Spinal anesthesia is the recommended type of anesthesia for total hip or knee
arthroplasty, as it is associated with superior clinical outcomes compared to general
anesthesia. However, many patients undergoing these surgical procedures have age-related
spine disease, previous spine surgery, or other spinal deformities which make the
injection of spinal anesthesia difficult.
One strategy is to administer the spinal anesthesia at the L5-S1 space: it is least
affected by arthritic and degenerative changes, and as it is the largest intervertebral
space, it has the lowest chance of causing spinal cord trauma.

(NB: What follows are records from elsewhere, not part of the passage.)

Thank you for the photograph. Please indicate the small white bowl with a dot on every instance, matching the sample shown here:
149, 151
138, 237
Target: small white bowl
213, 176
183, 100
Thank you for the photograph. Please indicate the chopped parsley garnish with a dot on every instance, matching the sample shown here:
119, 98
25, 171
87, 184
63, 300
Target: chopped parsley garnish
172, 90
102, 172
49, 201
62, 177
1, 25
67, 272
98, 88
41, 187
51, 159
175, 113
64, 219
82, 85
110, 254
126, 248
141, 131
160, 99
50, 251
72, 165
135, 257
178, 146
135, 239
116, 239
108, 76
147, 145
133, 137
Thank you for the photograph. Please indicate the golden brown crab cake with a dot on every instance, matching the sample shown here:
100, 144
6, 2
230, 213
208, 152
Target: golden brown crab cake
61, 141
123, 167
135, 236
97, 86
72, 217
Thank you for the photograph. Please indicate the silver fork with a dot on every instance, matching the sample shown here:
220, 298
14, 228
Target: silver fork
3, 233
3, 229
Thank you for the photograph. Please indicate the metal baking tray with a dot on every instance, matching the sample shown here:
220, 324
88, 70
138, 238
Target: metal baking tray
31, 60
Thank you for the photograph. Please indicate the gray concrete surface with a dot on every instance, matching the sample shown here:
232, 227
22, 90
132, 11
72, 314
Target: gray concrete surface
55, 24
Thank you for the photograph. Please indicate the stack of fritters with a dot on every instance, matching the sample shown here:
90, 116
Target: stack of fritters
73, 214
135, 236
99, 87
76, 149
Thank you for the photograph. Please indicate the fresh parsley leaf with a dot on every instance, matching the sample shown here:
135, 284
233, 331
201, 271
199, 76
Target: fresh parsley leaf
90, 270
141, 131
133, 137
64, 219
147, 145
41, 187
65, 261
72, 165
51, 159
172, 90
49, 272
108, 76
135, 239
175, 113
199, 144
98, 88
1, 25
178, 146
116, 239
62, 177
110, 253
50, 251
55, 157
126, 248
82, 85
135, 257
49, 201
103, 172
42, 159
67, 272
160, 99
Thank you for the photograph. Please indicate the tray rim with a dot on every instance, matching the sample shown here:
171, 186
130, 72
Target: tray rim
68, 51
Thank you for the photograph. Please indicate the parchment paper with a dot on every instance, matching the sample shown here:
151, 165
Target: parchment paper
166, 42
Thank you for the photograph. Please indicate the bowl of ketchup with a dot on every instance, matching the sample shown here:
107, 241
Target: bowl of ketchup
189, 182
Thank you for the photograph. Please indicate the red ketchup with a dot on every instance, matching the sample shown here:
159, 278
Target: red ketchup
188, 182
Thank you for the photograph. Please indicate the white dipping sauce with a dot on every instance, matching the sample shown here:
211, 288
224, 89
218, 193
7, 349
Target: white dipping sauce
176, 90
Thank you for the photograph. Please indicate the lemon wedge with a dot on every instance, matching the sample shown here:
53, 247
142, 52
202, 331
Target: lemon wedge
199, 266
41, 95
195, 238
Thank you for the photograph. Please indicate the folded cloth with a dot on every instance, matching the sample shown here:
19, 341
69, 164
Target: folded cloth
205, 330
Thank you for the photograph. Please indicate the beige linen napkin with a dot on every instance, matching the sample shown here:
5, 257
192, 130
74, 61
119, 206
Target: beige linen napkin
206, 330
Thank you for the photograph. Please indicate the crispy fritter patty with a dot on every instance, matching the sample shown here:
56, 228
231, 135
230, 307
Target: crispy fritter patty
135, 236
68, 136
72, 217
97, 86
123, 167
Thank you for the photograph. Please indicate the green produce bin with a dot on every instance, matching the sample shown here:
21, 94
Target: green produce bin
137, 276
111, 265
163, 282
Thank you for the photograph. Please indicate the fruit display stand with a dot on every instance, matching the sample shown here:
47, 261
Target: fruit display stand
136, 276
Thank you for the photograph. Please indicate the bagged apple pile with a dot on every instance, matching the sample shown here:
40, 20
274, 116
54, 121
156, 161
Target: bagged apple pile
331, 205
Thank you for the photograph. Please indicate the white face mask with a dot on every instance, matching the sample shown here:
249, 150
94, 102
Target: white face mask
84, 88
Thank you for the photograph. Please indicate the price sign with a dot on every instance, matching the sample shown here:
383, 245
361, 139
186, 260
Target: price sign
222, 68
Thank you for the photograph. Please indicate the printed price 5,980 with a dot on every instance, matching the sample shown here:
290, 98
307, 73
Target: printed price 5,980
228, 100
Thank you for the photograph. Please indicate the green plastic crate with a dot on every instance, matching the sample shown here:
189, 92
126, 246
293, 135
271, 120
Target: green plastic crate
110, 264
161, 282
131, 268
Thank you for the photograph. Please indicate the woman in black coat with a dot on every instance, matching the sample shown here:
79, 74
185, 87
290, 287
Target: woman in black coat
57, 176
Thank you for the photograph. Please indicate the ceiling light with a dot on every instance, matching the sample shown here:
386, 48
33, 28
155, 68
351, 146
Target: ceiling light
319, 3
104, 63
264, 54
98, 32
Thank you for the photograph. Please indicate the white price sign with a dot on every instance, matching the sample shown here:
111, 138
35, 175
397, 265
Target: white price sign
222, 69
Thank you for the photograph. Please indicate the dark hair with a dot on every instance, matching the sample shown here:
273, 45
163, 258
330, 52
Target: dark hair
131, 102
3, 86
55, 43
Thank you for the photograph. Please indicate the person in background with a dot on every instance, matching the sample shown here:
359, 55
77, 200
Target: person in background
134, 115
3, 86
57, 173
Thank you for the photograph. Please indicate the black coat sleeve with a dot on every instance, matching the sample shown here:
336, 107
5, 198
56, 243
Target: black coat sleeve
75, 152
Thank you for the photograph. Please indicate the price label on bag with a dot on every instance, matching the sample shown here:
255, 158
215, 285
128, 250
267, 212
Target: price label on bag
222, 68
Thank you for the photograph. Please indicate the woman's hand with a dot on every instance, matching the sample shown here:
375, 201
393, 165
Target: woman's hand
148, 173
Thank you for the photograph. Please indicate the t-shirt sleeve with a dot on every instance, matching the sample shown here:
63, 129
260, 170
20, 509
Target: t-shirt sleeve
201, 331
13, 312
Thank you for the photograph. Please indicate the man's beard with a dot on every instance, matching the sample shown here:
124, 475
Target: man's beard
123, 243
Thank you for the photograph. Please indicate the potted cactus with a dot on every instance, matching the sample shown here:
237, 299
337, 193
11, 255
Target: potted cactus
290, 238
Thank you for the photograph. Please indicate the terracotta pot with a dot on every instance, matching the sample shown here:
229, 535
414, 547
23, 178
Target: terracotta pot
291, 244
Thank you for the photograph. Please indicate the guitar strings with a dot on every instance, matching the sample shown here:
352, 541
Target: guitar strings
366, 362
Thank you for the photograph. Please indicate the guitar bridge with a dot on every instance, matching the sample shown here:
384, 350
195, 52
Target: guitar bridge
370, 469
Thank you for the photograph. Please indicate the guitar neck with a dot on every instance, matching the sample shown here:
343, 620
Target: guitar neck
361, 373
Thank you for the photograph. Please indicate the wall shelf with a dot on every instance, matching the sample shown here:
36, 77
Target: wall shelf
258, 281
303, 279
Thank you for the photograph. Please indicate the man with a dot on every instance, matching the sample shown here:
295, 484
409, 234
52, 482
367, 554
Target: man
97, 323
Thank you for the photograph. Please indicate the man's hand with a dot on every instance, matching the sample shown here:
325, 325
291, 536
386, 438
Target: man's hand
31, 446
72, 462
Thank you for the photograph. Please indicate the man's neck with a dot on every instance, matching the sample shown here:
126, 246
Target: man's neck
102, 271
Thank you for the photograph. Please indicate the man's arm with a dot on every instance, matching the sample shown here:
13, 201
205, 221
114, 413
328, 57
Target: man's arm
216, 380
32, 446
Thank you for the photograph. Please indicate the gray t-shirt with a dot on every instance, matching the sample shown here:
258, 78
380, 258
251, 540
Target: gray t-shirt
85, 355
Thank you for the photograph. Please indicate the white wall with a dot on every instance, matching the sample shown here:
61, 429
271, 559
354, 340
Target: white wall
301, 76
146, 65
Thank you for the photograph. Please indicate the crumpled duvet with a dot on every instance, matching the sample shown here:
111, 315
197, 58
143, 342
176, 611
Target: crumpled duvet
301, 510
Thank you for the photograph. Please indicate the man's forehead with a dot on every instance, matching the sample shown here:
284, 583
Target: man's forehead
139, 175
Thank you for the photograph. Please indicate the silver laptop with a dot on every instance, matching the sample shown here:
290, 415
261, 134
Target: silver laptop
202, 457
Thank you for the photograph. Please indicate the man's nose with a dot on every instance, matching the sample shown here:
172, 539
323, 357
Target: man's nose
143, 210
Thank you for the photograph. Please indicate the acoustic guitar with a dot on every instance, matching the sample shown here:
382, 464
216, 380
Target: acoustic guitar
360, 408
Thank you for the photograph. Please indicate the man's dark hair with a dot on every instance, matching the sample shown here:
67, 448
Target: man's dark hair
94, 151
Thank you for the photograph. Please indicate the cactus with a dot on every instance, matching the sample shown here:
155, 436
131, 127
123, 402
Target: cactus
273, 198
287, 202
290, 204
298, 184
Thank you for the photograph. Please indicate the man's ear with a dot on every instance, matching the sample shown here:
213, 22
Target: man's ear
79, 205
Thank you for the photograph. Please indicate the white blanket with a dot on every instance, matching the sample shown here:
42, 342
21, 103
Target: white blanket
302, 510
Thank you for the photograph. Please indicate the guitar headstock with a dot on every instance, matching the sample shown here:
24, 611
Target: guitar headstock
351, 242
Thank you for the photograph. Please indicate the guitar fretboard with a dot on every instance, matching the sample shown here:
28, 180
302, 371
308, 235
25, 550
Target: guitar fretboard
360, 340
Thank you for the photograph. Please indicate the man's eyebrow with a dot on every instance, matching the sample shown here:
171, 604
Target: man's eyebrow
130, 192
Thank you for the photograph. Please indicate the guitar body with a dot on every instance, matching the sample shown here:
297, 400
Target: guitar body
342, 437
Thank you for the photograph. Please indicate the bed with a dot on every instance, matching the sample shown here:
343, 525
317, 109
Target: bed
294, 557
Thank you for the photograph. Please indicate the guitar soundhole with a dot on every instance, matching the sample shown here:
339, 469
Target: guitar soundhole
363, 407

However, administration of spinal anesthesia at the lowest lumbar intervertebral levels
significantly decreases the odds of success of surgical anesthesia. This is due to the
fact that the standard solution of 0.5% bupivacaine is isobaric with respect to the
cerebrospinal fluid (CSF), leading to unpredictable distribution within the CSF and
inconsistent extent of sensory block. It has been shown that an inordinately large dose
of 25 mg (5 milliliter) of 0.5% bupivacaine is required to achieve the adequate extent of
sensory loss, as opposed to more conventional doses of 12-15 mg (milligram). However,
this leads to a very long duration of sensory and motor block, far in excess of that
required for surgical completion. This delays patient discharge from the post-anesthetic
recovery unit, mobilization, and recovery. This is at odds with the goals of modern total
hip and knee arthroplasty, which emphasizes same-day mobilization, physiotherapy, and
even same-day hospital discharge. Using lower doses of isobaric bupivacaine, on the other
hand, increases the risk of inadequate or failed spinal anesthesia, requiring conversion
to general anesthesia.
One strategy to address this dilemma, which has been employed with great success to date
at the Toronto Western Hospital (TWH), is to use a solution of bupivacaine that is
hypobaric relative to CSF. This promotes cranial distribution of bupivacaine within the
CSF and blockade of the higher spinal nerve roots, thus ensuring adequate extent of
sensory block, even when administering doses as low as 10 mg of bupivacaine. This
hypobaric bupivacaine solution is prepared by mixing 2 mL(milliliter) of isobaric 0.5%
bupivacaine with 1 mL of sterile water. The investigators have demonstrated the efficacy
of this for successful surgical anesthesia of adequate, but not excessive, duration in a
recently concluded observational study. Notably, two subjects in the cohort of 60
patients received spinal anesthesia at the L5-S1 level. Both patients had adequate
sensory block height and duration for commencement and completion of surgery without need
for anesthetic supplementation. The investigator(s) have performed spinal anesthesia at
the L5-S1 level in many other patients over the last 3 years with the same dose of
hypobaric bupivacaine and have not encountered failure to date.
The purpose of this observational study is to determine the success rate of spinal
anesthesia with low-dose (10 mg) hypobaric bupivacaine injected into the L5-S1 space in
patients undergoing total hip or knee arthroplasty surgery.